What puzzles me is that the .bib file is correct
@book{kumar-09, Address = {London}, Author = {Kumar, P.J. and Clark, M.L.},
So I don’t know where to start looking for the problem.
Any ideas would help.
Work flow: OS: Mac OS X Snow Leopard
Markup: Emacs org-mode, export (C-c C-e l) to LaTeX
TeX program: texlive 2011
GUI: TeXShop
options: \usepackage[style=authoryear,natbib]{biblatex}
Many thanks.
Hi Stephen, I wish I could be of more help to you here, but I’m afraid I haven’t used BibLaTeX as much as I would like and so don’t know too many more details than I’ve already given (actually, I had to re-read the post because I’d forgotten all this!).
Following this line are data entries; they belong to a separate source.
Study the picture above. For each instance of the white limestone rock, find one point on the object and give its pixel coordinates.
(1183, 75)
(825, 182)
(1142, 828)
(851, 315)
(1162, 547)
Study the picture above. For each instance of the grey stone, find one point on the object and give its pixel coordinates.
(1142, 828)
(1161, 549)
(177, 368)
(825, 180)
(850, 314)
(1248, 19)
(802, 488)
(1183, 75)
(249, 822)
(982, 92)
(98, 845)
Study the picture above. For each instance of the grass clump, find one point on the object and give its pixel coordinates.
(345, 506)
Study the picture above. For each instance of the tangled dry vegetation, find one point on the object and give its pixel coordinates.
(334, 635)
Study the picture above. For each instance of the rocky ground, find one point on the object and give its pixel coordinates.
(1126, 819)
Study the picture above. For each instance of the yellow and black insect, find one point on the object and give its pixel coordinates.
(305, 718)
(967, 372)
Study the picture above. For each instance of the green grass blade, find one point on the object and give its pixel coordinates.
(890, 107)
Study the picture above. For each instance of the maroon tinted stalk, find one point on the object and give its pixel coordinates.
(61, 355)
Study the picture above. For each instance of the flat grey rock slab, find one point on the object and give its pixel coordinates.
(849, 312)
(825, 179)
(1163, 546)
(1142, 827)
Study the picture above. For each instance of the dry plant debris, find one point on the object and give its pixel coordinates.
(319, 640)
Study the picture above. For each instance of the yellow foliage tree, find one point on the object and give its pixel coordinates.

It sounds to me like the problem is that you don’t like the particular style of citation you are using. In your code,
\usepackage[style=authoryear,natbib]{biblatex}, theauthoryearbit is choosing the authoryear citation style. I would think that this ordering of author names (and name parts) is an artifact of that style. So the first thing I would try is a new style. If you look at the (absurdly long) BibLaTeX documentation(http://mirrors.ibiblio.org/pub/mirrors/CTAN/macros/latex/contrib/biblatex/doc/biblatex.pdf), you’ll find a lot of predefined styles you could try. Maybe one of those does what you want? If not, you can find even more at http://www.ctan.org/tex-archive/macros/latex/exptl/biblatex-contrib, though you may have to download those individually (I don’t know). I looked at the APA package and, assuming it’s bibliography is written using that package, it looks like this might do what you want.Sorry to have not been of more help! Let us know if you solve the problem.
Hi Charlie,
I found the answer! (on tex.stackexchange.com) Someone had a similar problem back in April. The answer was to include the following in the preamble:
\DeclareNameAlias{last-first/first-last}{last-first}
Simple. (except it would have taken me forever to find the answer).
Regards.
thanks a lot. do you know of a simple way of turning natbib citations into footcite ones? I need to change all my nice author/year natbib citations into footnote citations (using ibid and so on) in a book, fast.